Энгельс не был расположен шутить. Он энергично повернулся к Марксу и спросил:
– Сколько ты платишь за свою новую квартиру?
– Тридцать шесть фунтов в год. Вчера как раз исполнился год, как мы переехали.
Энгельс остановился, помолчал немного, видимо что-то прикидывая, и медленно, веско проговорил:
– Впредь ты можешь рассчитывать на пять фунтов стерлингов ежемесячно с моей стороны.
– Фридрих, спасибо, ты очень добр, – тихо ответил Маркс, – но я же прекрасно знаю, что ты сам далеко не богач. Где ты возьмешь такие деньги? Ведь если не ошибаюсь, пять фунтов – твое жалованье за неделю. А такие деньги, как те, что отвалил тебе твой старик, – это же случайность, старик, кажется, никогда не был щедр.
– Все это тебя не касается, – Энгельс взглянул в сторону исчезавших огоньков Брайтона. – Даже если я взвалю себе на шею кучу долгов к новому балансовому году – не важно. И вот что еще: эти ежемесячные пять фунтов не должны мешать тебе обращаться ко мне во всех трудных случаях особо. Договорились? Обещаешь?
– Обещаю, обещаю, – торопливо ответил Маркс и, словно опасаясь, как бы Энгельс, стоя на месте, не придумал чего-нибудь еще, в свою очередь, взял его под руку и легким толчком пригласил шагать дальше.
– Эти господа из «Tribune», должно быть, думают, – все еще негодовал Энгельс, – что они выжали тебя, как лимон, и могут приняться теперь за выжимание следующего.

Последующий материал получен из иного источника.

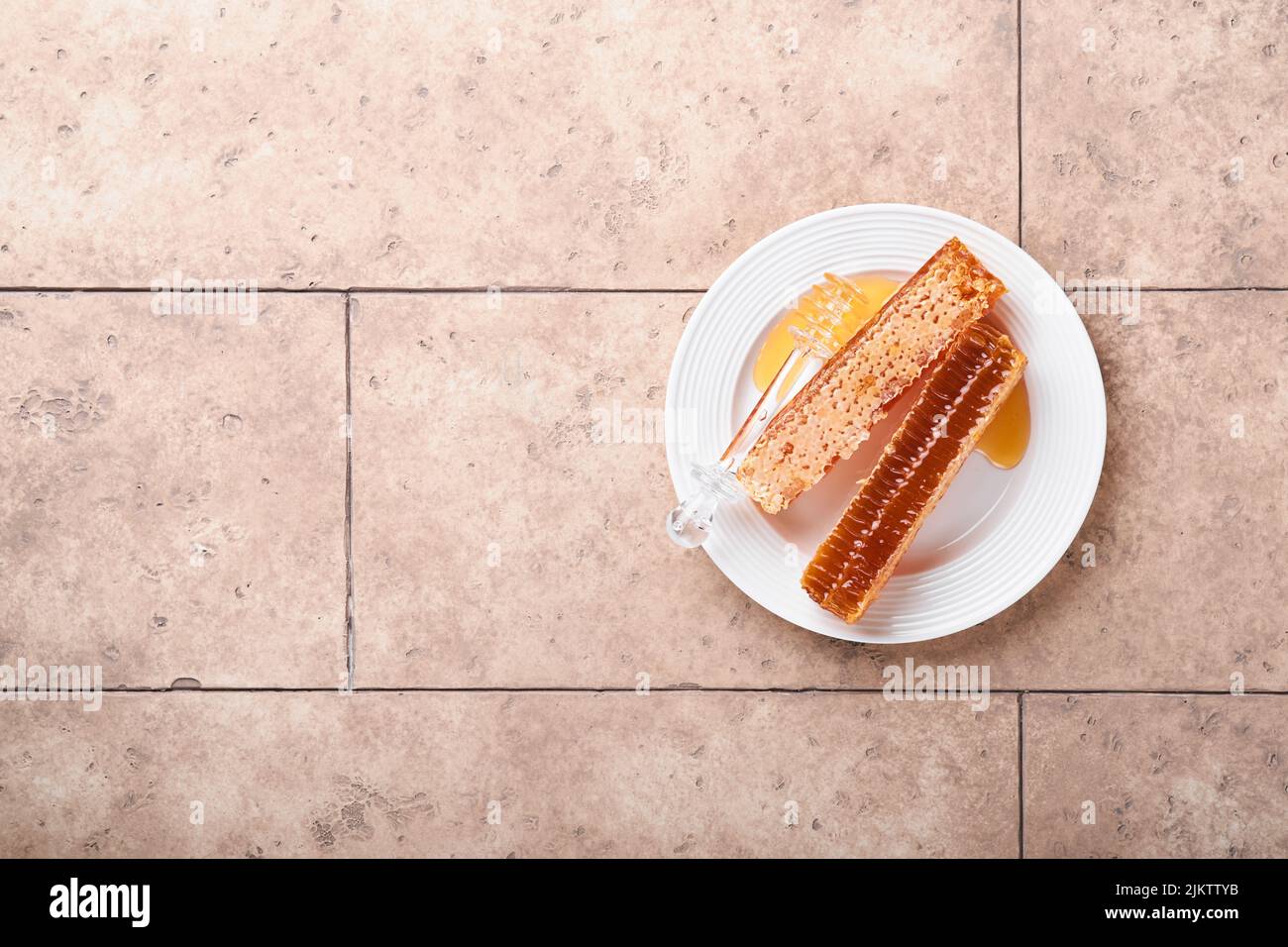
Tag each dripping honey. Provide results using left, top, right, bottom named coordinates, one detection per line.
left=802, top=323, right=1024, bottom=621
left=751, top=275, right=899, bottom=391
left=752, top=273, right=1030, bottom=471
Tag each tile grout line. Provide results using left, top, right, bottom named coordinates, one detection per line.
left=344, top=294, right=356, bottom=691
left=103, top=684, right=1288, bottom=698
left=0, top=284, right=1288, bottom=292
left=1015, top=0, right=1024, bottom=860
left=1015, top=0, right=1024, bottom=250
left=1015, top=690, right=1024, bottom=858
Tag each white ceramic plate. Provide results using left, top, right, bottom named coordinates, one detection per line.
left=658, top=204, right=1105, bottom=643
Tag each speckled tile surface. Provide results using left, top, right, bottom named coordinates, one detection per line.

– Нет, они так не думают, – усмехнулся Маркс, – какие основания у них так думать? Ведь они, не подозревая об этом, выжимали сразу два лимона – тебя и меня – и должны были бы удивляться и радоваться обилию сока в своем лимоне. Они и радуются, иначе тот же Дана не предложил бы мне писать для «Новой американской энциклопедии». Сейчас эта энциклопедия – моя единственная надежда.
– Работа не очень интересная в большей своей части, – поморщился Энгельс. – Но это может быть для тебя хорошим подспорьем, и я рад. Разделение труда остается у нас прежним?
– Да, ты продолжай писать на военную тему, а я беру на себя философию, экономику, право, биографии и тому подобные вещи.
– А как они намерены платить?
– По два доллара за страницу.
– Грабители! – Энгельс даже топнул ногой.
– Но это не главное, – с ухмылкой в голосе продолжал Маркс. – Они требуют, чтобы статьи были написаны основательно и кратко, так кратко, что, например, для статьи «Эстетика» Дана отводит мне одну страницу.